Parlour Song @ Almeida Theatre, London

cast list
Amanda Drew, Andrew Lincoln, Toby Jones

directed by
Ian Rickson
Jez Butterworth’s debut play Mojo, an in yer face thriller about gangsters in 1950s Soho, was a big hit in 1995, winning the Olivier Award for Best Comedy, and was later filmed.

His two subsequent plays made less of an impact but his new work Parlour Song, premiered in New York last year, is a sharply written comedy-drama full of poignant humour.

Parlour Song begins like an Ayckbourn play but later turns into something more resembling Pinter.

Set on an anonymous suburban housing estate, it is narrated by car-wash small businessman Dale, next-door neighbour and best mate of Ned, a boring demolition expert whose own life is imploding.
Not only has Ned’s 11-year-old marriage to Joy stagnated but it seems that someone is stealing assorted stuff from his house and garden.

If Ned seems to be cracking up mentally, the ironically named Joy is also at the end of her tether in a relationship where the passion petered out long ago. While her husband is away on his latest demolition trip, she starts an affair with Dale, which brings excitement but also danger as Ned suspects she is unfaithful. Meantime, who the hell has nicked his lawnmower out of the shed?

Mid-life crisis and adultery in a lower-middle-class setting is by no means a new subject, of course, but Butterworth brings great wit and insight into this well-worn theme. He has a superb awareness of the cul-de-sac lives behind net curtains and a wonderful ear for the subtext beyond the clich.

The tone at the start is akin to a sit-com, with the two men watching videos of Ned blowing up inner-city buildings. There are very funny scenes with the fitness fanatic Dale training the out-of-condition Ned, who approaches weight-lifting with the over-the-top aggression of a martial arts fanatic. And when Joy enters the bedroom while Ned is listening on headphones to Dale’s oral sex advice manual and he pretends to be playing air guitar with Clapton, the audience collapses with laughter.

But the mood darkens as the real pain and hopelessness of the protagonists’ lives become apparent. A sense of foreboding and violence mount up as the tensions in the relationships become more strained. A slightly surreal, nightmarish quality takes over, with the writing becoming more elliptical, so that the ending is highly ambivalent.

Directed with sensitivity by Ian Rickson (like all Butterworth’s previous plays) and designed by Jeremy Herbert, making good use of a revolve to show what goes on in different parts of the house, the play runs without an interval for 90 minutes.

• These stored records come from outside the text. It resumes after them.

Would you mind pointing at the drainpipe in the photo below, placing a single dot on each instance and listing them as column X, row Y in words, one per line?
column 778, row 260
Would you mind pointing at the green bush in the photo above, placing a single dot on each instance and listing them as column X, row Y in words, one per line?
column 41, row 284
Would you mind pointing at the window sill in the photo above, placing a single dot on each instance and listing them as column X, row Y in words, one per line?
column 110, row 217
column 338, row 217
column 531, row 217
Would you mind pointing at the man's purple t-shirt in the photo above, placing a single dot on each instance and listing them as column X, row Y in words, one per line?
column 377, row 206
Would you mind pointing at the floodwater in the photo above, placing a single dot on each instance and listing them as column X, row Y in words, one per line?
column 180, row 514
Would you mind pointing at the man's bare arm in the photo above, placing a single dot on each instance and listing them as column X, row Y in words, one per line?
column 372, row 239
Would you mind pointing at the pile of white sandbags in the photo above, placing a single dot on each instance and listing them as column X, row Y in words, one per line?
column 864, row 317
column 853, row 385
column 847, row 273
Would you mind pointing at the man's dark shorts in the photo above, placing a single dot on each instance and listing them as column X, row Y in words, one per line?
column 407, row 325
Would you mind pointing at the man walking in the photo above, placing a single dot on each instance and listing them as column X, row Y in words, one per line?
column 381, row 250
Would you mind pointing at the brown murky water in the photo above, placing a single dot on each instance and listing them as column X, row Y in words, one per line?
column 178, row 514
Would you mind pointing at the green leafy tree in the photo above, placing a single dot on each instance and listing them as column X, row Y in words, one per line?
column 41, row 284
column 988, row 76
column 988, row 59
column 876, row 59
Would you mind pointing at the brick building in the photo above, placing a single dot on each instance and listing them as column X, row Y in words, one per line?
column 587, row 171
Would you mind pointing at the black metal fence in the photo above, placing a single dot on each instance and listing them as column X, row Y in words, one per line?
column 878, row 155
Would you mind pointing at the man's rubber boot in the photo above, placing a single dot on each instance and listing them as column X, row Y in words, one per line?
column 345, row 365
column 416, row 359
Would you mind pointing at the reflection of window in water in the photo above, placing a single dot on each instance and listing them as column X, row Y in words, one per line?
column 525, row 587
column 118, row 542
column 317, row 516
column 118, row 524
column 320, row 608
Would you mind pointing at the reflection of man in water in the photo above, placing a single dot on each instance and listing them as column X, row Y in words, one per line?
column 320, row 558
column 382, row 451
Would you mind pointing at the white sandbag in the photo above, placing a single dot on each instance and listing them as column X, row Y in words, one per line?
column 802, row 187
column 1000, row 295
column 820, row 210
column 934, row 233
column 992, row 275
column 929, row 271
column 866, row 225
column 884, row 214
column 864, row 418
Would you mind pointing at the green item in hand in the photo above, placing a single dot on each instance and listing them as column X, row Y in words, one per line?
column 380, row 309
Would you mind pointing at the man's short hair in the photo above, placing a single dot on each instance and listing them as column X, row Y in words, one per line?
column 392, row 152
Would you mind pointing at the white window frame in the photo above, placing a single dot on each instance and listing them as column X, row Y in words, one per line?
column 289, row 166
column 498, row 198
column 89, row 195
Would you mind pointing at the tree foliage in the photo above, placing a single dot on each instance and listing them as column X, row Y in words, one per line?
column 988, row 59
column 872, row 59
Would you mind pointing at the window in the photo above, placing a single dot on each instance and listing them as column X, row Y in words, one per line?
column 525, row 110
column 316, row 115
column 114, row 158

The excellent cast work well together. As Ned, Toby Jones’s clowning is counterpointed by the real pathos of a man who is losing his mental balance. Andrew Lincoln is very amusing as the none-too-bright Dale but also shows the callous shallowness of someone who only casually mentions that he has a family himself. Amanda Drew strongly conveys both a frustrated sensuality and an intense desire to escape her homogenized home.

As such a highly entertaining show, Parlour Song will surely transfer from the Almeida to the West End. In addition, Butterworth’s next play Jerusalem premieres at the Royal Court in July let’s hope it’s as good as this one.